Проницательность и оригинальность взгляда на современность, равно как поэтическая интуиция, позволили им открыть в своем веке некие парадоксальные грани, исследовать парадоксы модернитета, экспериментировать с ними. Экстравагантность и эксцентричность, безобразие и новая поэтичность, глупость и гениальность, глубокие страдания и ничтожные радости – все эти аспекты жизни сходятся и пересекаются в больших городах. Чарующий и чудовищный, громадный город – это также средоточие жизни в толпе, и если поэт способен различать в составляющих эту толпу человеческих лицах особые черты, характеризующие того или иного прохожего, то и толпа может стать убежищем тому, кто не умеет или не может более выносить свое одиночество.

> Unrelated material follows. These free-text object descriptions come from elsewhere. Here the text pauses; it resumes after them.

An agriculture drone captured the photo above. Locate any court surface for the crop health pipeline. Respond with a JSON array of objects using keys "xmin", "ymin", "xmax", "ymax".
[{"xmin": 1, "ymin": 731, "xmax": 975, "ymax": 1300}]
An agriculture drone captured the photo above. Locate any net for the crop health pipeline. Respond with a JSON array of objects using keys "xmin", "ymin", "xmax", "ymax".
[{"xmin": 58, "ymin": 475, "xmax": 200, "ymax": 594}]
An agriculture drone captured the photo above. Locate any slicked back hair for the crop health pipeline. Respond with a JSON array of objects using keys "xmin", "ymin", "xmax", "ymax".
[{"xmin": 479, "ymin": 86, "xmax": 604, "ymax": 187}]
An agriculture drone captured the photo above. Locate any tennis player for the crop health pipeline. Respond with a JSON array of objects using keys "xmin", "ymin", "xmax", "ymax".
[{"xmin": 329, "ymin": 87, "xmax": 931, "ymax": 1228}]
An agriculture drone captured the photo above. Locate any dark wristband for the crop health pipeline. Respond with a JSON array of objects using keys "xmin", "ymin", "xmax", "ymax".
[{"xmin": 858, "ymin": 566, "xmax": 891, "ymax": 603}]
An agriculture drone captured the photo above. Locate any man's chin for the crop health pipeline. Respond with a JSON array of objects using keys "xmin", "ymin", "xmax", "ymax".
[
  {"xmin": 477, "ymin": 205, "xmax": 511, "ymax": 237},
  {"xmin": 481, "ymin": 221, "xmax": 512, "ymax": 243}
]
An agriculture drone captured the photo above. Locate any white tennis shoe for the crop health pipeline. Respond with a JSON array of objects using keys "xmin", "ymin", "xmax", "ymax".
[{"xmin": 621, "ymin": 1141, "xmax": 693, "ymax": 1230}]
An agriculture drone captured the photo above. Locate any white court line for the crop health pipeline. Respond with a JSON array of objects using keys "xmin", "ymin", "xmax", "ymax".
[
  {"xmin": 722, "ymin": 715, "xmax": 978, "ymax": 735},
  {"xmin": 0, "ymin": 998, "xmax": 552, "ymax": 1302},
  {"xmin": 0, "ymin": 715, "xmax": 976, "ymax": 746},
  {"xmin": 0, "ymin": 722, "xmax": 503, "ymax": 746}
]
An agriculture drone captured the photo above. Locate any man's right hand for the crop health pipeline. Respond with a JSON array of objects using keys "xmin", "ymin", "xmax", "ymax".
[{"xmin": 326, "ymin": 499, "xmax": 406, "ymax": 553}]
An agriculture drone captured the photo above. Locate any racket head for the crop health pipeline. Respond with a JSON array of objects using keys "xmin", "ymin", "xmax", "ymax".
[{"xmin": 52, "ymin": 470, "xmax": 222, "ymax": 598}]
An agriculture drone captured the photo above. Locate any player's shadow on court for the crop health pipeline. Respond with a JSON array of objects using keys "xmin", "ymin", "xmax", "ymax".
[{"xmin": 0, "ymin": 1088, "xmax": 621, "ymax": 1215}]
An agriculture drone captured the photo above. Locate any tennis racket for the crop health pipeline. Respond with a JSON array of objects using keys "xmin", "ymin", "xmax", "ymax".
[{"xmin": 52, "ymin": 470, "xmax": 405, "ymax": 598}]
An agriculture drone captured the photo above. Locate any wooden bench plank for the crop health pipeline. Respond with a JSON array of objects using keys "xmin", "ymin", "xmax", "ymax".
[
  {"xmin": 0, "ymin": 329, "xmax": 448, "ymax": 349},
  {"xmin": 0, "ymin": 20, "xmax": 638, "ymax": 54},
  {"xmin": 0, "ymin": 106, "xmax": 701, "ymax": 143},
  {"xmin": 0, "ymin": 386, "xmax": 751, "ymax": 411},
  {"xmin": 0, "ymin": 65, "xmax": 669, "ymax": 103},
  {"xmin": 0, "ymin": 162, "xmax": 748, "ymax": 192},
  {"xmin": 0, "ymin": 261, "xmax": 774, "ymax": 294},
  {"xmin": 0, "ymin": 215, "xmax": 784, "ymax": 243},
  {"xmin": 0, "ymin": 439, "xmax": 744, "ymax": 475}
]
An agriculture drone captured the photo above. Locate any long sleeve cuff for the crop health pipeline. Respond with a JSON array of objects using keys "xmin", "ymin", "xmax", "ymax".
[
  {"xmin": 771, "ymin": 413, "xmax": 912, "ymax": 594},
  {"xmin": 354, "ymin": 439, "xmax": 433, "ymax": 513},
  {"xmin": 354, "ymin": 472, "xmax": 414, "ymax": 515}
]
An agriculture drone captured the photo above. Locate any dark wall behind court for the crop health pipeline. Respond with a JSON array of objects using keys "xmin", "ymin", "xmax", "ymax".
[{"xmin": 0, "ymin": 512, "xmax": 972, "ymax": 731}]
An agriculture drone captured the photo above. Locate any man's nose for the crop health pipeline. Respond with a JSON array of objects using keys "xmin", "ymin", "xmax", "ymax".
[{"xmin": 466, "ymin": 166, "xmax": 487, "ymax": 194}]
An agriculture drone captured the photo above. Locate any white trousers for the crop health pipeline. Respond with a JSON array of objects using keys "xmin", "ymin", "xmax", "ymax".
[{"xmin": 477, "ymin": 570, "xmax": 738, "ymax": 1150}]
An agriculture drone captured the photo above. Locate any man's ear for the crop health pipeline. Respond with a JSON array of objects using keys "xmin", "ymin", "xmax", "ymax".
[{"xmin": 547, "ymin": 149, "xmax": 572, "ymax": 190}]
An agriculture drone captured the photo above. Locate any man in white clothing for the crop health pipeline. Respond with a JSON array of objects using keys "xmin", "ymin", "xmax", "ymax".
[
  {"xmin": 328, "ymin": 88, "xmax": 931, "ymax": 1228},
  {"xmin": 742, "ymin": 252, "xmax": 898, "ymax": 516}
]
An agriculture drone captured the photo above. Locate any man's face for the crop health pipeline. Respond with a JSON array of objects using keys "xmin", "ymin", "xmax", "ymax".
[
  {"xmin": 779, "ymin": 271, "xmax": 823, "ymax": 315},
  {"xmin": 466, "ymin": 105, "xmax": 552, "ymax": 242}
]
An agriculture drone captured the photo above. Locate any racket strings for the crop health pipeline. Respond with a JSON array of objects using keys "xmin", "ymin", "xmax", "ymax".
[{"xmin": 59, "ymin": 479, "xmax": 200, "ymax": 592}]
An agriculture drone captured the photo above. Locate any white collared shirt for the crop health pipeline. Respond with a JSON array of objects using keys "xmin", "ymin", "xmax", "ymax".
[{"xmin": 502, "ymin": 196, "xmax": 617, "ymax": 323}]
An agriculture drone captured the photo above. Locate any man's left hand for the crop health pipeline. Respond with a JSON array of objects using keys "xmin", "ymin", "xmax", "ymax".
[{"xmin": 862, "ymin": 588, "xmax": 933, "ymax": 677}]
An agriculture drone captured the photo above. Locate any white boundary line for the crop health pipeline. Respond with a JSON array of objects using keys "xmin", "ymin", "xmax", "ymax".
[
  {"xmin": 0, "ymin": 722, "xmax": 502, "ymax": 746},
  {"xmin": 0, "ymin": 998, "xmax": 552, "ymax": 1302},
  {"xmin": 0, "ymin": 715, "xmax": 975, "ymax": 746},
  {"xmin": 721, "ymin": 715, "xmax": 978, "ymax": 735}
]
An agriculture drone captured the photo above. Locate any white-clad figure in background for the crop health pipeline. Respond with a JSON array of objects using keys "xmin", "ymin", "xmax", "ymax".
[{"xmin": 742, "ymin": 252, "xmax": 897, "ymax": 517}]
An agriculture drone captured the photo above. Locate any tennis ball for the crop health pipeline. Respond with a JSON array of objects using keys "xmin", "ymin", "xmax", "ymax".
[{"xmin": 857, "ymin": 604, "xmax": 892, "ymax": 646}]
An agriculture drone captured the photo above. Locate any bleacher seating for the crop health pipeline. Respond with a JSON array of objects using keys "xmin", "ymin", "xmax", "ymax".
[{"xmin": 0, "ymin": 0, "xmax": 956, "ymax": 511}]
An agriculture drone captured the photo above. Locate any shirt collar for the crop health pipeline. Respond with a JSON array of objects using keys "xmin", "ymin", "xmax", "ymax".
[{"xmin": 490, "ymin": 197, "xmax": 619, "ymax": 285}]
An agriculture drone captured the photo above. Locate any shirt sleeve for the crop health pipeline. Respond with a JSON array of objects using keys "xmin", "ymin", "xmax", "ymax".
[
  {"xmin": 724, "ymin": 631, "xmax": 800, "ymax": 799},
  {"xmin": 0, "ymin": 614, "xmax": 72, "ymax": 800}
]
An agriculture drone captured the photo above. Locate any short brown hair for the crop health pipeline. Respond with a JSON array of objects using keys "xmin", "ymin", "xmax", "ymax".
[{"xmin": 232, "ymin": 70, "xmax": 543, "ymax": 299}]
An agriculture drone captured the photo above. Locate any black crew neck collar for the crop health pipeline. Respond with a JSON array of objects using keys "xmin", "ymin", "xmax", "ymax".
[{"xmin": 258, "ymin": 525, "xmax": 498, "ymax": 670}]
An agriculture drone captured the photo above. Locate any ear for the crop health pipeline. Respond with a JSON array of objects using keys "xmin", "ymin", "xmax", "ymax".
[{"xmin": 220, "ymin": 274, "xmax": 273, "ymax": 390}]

Вбирая в себя эти парадоксальные воззрения, сосредотачиваясь на них в создаваемых произведениях, По, Бодлер, Достоевский ставили в своем творчестве – разумеется, с определенными вариантами в подходе – проблему чужестранности. В «причудливой игре света»[183] рассказчик «Человека толпы» По всматривается в дьявольскую сущность странного и чуждого старика; «Ангел причудливого» – переводит Бодлер заглавие рассказа По, названного в оригинале «The Angel of the Odd» («Ангел необъяснимого» в русском переводе И.М. Бернштейн), делая упор на позитивность понятия «odd»; Достоевский полагает, что речь идет о «фантастическом». Бесспорно, что три эти слова означают не одно и то же для наших трех авторов (и в дальнейшем мы попытаемся определить, что́ означает для них каждое из этих слов). Однако ряд текстов писателей, в особенности тех, повествование которых разворачивается в городских декорациях, предполагают решение одного общего вопроса – одновременно и психологического, и метафизического (не обязательно религиозного).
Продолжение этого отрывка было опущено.